‘Debo’, Dowager Duchess of Devonshire, and me

In March 2016 an extraordinary sale took place at Sotheby’s, London of the possessions of the late ‘Debo’, Dowager Duchess of Devonshire, who died on 24 September 2014. The youngest of the famous (or infamous)  Mitford girls, when she became Duchess she turned around the fortunes of one of Britain’s biggest and most famous stately homes, Chatsworth House, which had housed the fascinating and eclectic pieces that have now been sold.  I didn’t need to attend the auction because I already own something unique: a letter she wrote to me in September 2008.
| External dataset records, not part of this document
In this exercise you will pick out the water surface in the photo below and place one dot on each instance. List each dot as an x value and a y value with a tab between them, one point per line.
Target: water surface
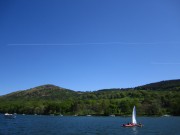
69	125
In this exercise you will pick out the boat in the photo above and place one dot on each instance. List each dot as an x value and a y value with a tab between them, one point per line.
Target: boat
134	121
10	116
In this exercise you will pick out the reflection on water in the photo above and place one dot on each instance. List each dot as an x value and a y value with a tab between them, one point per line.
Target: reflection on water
69	125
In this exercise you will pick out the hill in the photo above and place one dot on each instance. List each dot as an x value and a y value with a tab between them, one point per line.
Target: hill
46	92
151	99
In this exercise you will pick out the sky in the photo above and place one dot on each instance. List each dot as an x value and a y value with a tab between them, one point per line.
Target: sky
87	45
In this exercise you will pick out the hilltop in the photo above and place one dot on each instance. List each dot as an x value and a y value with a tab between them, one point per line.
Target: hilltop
151	99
I was researching my first non-fiction book, The Voice From the Garden, about the Hambro and Cobbold families, and  I needed to have access to the archives at Chatsworth. My main subject, Pamela,  had a brother, John Murray Cobbold, always called ‘Ivan’. Ivan married Blanche Cavendish, a daughter of the 9th Duke of Devonshire, so was very involved with the family. Pamela was a bridesmaid at their wedding, together with Blanche’s sister Dorothy Cavendish, who would shortly marry Harold Macmillan. I wrote to Debo and she replied with a lovely letter acknowledging the excitement of doing research – ‘I know what it is to try to find out about people long ago’ –  gave me an amusing anecdote about Ivan, whom she remembered from when she was a teenager, and got the family archivist to contact me.  A few weeks  later, with the consent of her son, the current Duke,  I was sitting in the Chatsworth archives delving into an exciting bundle of letters retrieved for me.
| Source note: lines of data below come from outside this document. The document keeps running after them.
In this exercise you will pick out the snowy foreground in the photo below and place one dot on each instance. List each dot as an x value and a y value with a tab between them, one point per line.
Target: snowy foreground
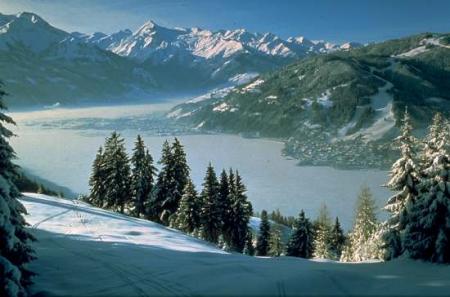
86	251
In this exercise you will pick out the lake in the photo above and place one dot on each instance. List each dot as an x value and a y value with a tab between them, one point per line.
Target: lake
51	144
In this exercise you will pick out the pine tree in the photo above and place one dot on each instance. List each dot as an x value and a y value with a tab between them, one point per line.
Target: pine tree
337	240
249	249
165	186
427	232
276	246
224	205
322	236
360	240
241	211
210	221
117	173
15	250
142	175
188	213
97	180
301	242
404	181
262	244
180	172
434	142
I also had the pleasure of talking to Debo on the ‘phone. About a year later I received a call from one of the Hambro family who knew her well, saying  she had a query about the book she was writing, and he thought I could help her. Could I please phone her? Fortunately I was able to give her the information she needed and she chatted about her friend, the (now late) adventurer and writer Patrick Leigh Fermor, who was then 94 – the same age as she was when she died – and said he was ‘marvellous for his age’.  So was she.  I had to phone her again a month later.  They were chats I shall treasure.
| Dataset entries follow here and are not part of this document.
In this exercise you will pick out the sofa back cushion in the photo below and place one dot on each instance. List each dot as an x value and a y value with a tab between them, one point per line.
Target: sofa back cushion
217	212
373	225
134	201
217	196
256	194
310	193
If Debo had still been a duchess when she died, I like to think she would have agreed to take part in my book Duchesses: Living in 21st Century Britain, which was published just a couple of weeks before her death. A writer herself, and not afraid of speaking, I feel she might have seized the opportunity to take part in what I believe is the first composite record of any of  our non-royal duchesses.